The biggest discrepancy is due to the LDC including areas which most would simply not recognise as Nottingham's city centre; suburbs such as Alfreton Road, Derby Road, and Sneinton. This skews the figures and paints an inaccurate and misleading picture of Nottingham's retail position.
Of course Nottingham struggles with the same economic circumstances as the rest of the UK. It also has to cope with the aftermath of the sale from Westfield to Capital Shopping Centres of the (truly hideous) Broadmarsh Shopping Centre, which is thankfully now due for redevelopment.
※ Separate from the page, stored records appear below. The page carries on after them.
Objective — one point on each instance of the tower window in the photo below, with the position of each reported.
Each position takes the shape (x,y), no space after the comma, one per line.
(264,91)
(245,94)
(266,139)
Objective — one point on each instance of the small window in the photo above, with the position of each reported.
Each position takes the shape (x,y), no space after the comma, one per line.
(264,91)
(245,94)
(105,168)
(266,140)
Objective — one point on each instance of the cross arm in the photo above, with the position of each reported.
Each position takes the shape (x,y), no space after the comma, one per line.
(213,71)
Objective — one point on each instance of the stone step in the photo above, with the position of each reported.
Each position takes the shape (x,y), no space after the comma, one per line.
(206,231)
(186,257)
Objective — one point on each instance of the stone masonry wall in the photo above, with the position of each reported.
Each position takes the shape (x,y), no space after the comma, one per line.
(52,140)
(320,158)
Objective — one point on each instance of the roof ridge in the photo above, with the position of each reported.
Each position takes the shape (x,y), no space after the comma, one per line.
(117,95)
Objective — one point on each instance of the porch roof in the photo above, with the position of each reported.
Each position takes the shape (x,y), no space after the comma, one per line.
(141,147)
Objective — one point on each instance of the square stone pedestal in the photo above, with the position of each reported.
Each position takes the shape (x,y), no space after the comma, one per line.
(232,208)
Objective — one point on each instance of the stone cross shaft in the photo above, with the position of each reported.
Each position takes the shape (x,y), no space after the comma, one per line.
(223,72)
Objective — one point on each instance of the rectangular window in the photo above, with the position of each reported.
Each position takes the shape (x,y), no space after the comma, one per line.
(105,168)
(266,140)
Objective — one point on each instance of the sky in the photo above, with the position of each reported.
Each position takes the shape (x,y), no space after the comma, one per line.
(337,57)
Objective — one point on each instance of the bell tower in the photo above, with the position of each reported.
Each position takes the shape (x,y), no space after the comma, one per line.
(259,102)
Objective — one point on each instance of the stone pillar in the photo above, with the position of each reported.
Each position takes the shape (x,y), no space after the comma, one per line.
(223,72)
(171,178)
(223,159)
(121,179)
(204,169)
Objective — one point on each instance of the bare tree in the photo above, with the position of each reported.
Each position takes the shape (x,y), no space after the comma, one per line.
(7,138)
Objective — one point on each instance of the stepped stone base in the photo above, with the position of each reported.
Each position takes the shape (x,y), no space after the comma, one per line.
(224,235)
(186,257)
CSC has committed to its plans for redeveloping Broadmarsh in its interim results, and there is obviously a significant effect on vacancy figures as many units in Broadmarsh have been emptied in readiness for this excellent advance in regeneration for the city.
CSC chief executive David Fischel is also robust in the city's defence. "Nottingham isn't facing a challenge any different from other UK cities and we're now telling our investors that this is the best city centre redevelopment opportunity in the UK." And better still "Our investment plans are grounded on the belief that Nottingham is a great city and has the potential to be even better."
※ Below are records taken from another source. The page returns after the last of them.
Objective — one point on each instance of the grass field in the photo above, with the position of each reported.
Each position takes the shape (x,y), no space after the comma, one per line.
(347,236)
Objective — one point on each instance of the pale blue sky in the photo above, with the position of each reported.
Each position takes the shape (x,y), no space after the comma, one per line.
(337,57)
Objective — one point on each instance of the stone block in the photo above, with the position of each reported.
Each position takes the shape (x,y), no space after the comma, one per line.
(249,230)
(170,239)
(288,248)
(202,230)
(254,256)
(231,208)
Now I am a huge fan of the Local Data Company, and of its chief, Matthew Hopkinson, but I would urge them to look again in this instance. Current thinking is to consolidate and concentrate your retail offer. Nottingham has done and is doing this, and that should be recognised in the survey area used. Nottingham may not have been one of the Portas Pilots, but it was already adopting most of her findings before her report was even released.
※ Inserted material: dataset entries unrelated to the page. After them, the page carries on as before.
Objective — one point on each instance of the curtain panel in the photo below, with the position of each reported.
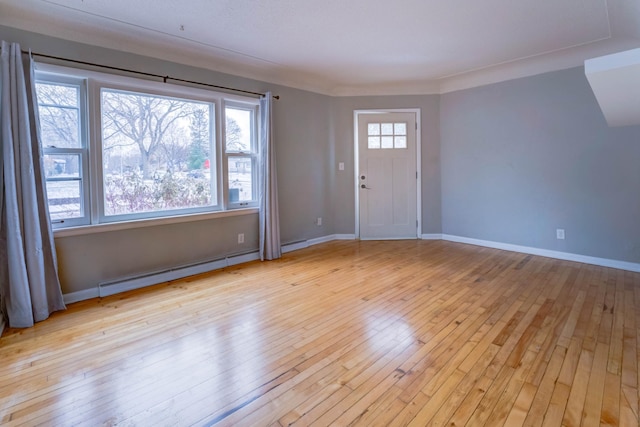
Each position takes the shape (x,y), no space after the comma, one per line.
(269,217)
(29,281)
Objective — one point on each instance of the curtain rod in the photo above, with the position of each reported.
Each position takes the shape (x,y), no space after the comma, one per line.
(143,73)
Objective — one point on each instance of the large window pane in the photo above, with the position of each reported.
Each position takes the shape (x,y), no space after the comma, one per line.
(240,179)
(157,153)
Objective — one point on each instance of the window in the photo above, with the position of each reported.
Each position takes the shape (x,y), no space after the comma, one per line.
(65,157)
(387,135)
(146,150)
(241,154)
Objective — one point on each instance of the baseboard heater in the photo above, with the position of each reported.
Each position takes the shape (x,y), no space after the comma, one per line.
(161,276)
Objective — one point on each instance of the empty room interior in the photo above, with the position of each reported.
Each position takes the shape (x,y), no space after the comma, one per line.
(363,213)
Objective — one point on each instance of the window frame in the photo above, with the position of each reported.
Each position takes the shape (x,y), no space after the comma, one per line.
(93,173)
(253,153)
(83,152)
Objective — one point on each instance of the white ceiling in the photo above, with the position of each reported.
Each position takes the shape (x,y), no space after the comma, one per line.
(348,47)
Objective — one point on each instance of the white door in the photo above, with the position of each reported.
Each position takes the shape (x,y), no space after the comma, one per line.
(387,175)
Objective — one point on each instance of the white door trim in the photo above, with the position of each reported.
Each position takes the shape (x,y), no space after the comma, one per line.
(356,115)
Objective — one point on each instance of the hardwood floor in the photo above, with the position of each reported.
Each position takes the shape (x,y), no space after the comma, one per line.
(346,333)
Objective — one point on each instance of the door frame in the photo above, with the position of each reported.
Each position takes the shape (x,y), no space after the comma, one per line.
(418,156)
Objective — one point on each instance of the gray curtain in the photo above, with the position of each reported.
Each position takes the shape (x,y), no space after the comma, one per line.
(28,278)
(269,219)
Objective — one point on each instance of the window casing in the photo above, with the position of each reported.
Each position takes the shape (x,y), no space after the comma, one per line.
(146,150)
(240,154)
(63,124)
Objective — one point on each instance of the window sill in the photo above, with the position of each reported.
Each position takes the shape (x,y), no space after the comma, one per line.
(151,222)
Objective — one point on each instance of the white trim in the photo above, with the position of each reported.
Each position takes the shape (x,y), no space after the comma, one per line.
(602,262)
(418,154)
(178,273)
(82,295)
(149,222)
(319,240)
(431,237)
(290,247)
(345,236)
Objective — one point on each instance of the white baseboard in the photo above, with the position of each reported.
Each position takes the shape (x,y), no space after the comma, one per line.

And the Nottingham people themselves would identify a boundary that reflects that the shops and other amenities (rather a diverse offer, with healthy independents alongside multiples) have been consciously concentrated into a defined city centre; one that is manageable, walkable and on a refreshingly human scale. Pedestrian footfall, car park use and bus use for Nottingham city centre were all up at the end of last year.
The BID is flourishing. Using the wrong criteria and wrong city centre boundaries can only give rise to misleading figures. And it's a bit tough on the likes of Invest In Nottingham which works so hard to present the city as a go-ahead vibrant place.
All in all, there's been a rigorous rebuttal from Nottingham City Council, led from the front by the clarion call in defence of his city by councillor Chapman. Anyone who knows the patch will tell you people stream in from the entire East Midlands and beyond for the shopping experience, particularly strong on high end comparison shopping with all the luxury brands represented (and recent new outlets include Aubin & Wills, Keihl's, Cath Kidston, Patisserie Valerie and Thackerays; with Hugo Boss due to invest a further £1m to open a dirty great store before Christmas).
Of course the "edge of centre places" are very important. But they need different solutions (UKR is hoping to tackle one such edge of centre place in Nottingham in the near future) and they should not be muddled with the city centre itself. The emphasis should be on the word "centre". A city centre should not be muddled with its hinterland. Look again, Matthew, look again.